[comp.unix.wizards] Process restart.

ag@elgar.UUCP (Keith Gabryelski) (11/10/88)

[Follow up to .wizards --kmg]

In article <8831@smoke.BRL.MIL> gwyn@brl.arpa (Doug Gwyn (VLD/VMB) <gwyn>) writes:
>In article <16@elgar.UUCP> ag@elgar.UUCP (Keith Gabryelski) writes:
>>How does one stop a process in a way that it can be restarted after a
>>cold boot?
>
>You obviously can't,

Well, it would seem to me that it would require some kernel hacks, but
is at least feasible.

	Freeze the process.

	Save the relevent information to a file including proc entry,
	user info, file discriptor information, blah, blah, blah.

	Remove the process.

Restoring would have to take into account resources that may no longer
be availble, but it is at least doable, eh?

>in general.

What does `in general' mean?
-- 
ag@elgar.CTS.COM         Keith Gabryelski          ...!{ucsd, jack}!elgar!ag

gwyn@smoke.BRL.MIL (Doug Gwyn ) (11/11/88)
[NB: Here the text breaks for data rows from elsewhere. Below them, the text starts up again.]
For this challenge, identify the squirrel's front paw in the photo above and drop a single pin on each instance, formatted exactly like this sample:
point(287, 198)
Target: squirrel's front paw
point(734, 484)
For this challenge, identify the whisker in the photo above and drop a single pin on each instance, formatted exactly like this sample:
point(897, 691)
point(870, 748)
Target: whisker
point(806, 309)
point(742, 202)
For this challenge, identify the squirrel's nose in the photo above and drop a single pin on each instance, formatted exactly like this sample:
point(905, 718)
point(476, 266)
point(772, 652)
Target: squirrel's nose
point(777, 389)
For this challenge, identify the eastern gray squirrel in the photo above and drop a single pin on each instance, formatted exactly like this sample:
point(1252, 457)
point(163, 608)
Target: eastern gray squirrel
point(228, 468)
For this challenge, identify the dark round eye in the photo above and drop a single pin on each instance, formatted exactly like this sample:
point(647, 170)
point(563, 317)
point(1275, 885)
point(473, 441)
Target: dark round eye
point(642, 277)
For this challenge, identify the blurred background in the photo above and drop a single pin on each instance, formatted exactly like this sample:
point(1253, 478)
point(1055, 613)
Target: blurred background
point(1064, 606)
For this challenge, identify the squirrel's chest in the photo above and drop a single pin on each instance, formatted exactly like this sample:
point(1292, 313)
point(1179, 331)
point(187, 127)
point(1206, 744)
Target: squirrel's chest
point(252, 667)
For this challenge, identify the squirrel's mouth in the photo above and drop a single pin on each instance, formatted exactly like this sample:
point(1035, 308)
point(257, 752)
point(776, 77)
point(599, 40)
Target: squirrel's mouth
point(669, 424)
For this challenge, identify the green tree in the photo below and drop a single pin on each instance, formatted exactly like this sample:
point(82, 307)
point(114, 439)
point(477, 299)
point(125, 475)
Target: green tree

In article <17@elgar.UUCP> ag@elgar.UUCP (Keith Gabryelski) writes:
>>in general.
>What does `in general' mean?

In general, a process is quite a dynamic thing, particular with
respect to its interaction with its environment.  For example,
what is currently displayed on one or more terminal screens
might be important, or input may be coming from another process
via a pipe, etc.  The total amount of information necessary to
restore all relevant factors upon restart is impractical for the
general case.  Only rather simple-minded uses of processes can
be properly restarted from snapshots.

To take a specific example, I defy you to restart a snapshot
of the "layers" program using any general-purpose mechanism.

peter@ficc.uu.net (Peter da Silva) (11/12/88)

In article <16@elgar.UUCP> ag@elgar.UUCP (Keith Gabryelski) writes:
>How does one stop a process in a way that it can be restarted after a
>cold boot?

You can't, in the general case. However it's quite feasible to make a
process snapshot itself so that it can be restarted, so long as it's
willing to re-open its files after restart. This is how the old PDP-11
Adventure program worked. I wrote a variant on this to save precompiled
FORTH executables after porting John James' PDP-11 Forth to Version 7.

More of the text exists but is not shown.